NPC group gets close look at escape route of Lincoln assassin John Wilkes Booth

Some 35 NPC members and guests got a close-up look at the escape route into Maryland of Lincoln assassin John Wilkes Booth on the Club's annual Civil War trip on Saturday, July 23.

Led by expert guide Dave Taylor, the group departed DC with a drive-by of the home of convicted conspirator Mary Surratt at 604 H St. NW, now a Chinese restaurant. Taylor was attired in the same black wool outfit worn by Booth, an acclaimed stage actor, when he shot Lincoln at Ford's Theatre the night of April 14, 1865.

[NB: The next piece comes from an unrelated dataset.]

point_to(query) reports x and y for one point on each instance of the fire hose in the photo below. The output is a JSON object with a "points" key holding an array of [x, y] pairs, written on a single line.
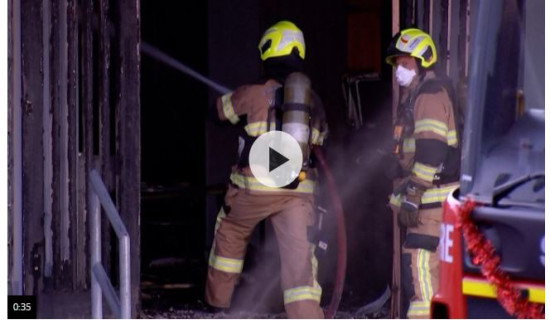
{"points": [[484, 255], [340, 274]]}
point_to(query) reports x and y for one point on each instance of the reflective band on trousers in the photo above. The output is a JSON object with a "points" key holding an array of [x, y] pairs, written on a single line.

The tour followed the route taken by Booth into Maryland, over the 11th Street Bridge and along what is now Good Hope Road in Anacostia. Booth eventually met up with David Herold, an accomplice in the plot, and pair briefly stopped at Surratt's Tavern in Surrattsville, MD, around midnight. The group visited the Tavern, where Booth and Herold picked up weapons and supplies that had been stored there. Now the Surratt House Museum, NPCers were given a thorough tour of the restored tavern by knowledgeable members of the volunteer group, the Surratt Society.

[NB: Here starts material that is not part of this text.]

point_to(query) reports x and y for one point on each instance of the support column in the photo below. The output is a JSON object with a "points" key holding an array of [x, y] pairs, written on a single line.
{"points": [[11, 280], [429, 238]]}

From there the group traveled to the home of Dr. Samuel Mudd, now a museum, where Booth and Herold arrived about 4 a.m. on April 15. Booth needed medical help for the broken leg suffered when he leaped from the balcony of the theatre after shooting President Lincoln. After touring the Mudd home, the group visited Rich Hill, where Booth and Herold stopped at the home of Samuel Cox and hid out in a nearby pine thicket, and the Potomac River location where the pair eventually crossed by boat into Virginia. The stops were broken up with a pleasant lunch at a restaurant overlooking the Potomac.

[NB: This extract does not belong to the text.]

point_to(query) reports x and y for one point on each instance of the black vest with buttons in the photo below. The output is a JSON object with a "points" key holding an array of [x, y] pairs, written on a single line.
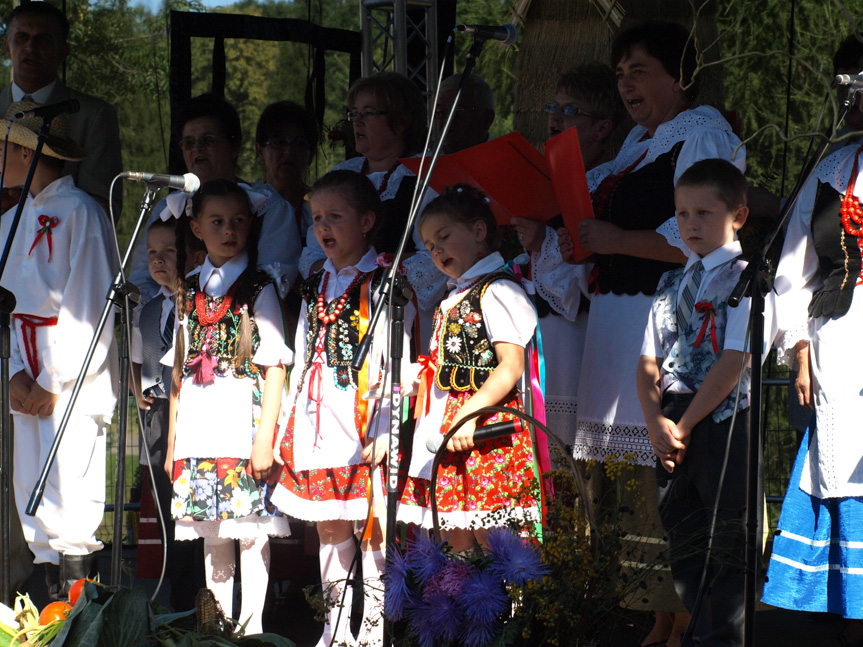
{"points": [[644, 199], [154, 375]]}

Booth had thought that as a supporter of the Southern cause he would be welcomed in Virginia. But guide Taylor explained that wasn't the case. "Once he gets into Virginia it was a game of hot potato," he said. "Nobody wants to hold onto to him for very long." Booth was shot and killed by Union forces on April 26. Herold was captured, put on trial, convicted, and hanged in Washington July 7 along with convicted conspirators Mary Surratt, Lewis Powell and George Atzerodt.

The trip was hosted by the Civil War Trust pursuant to a reciprocal arrangement with the Club. The Surratt Society, with which guide Taylor is affiliated, provide Booth escape route tours in April and September. It was the first non-battlefield tour in the 11-year history of the Club’s annual Civil War trip.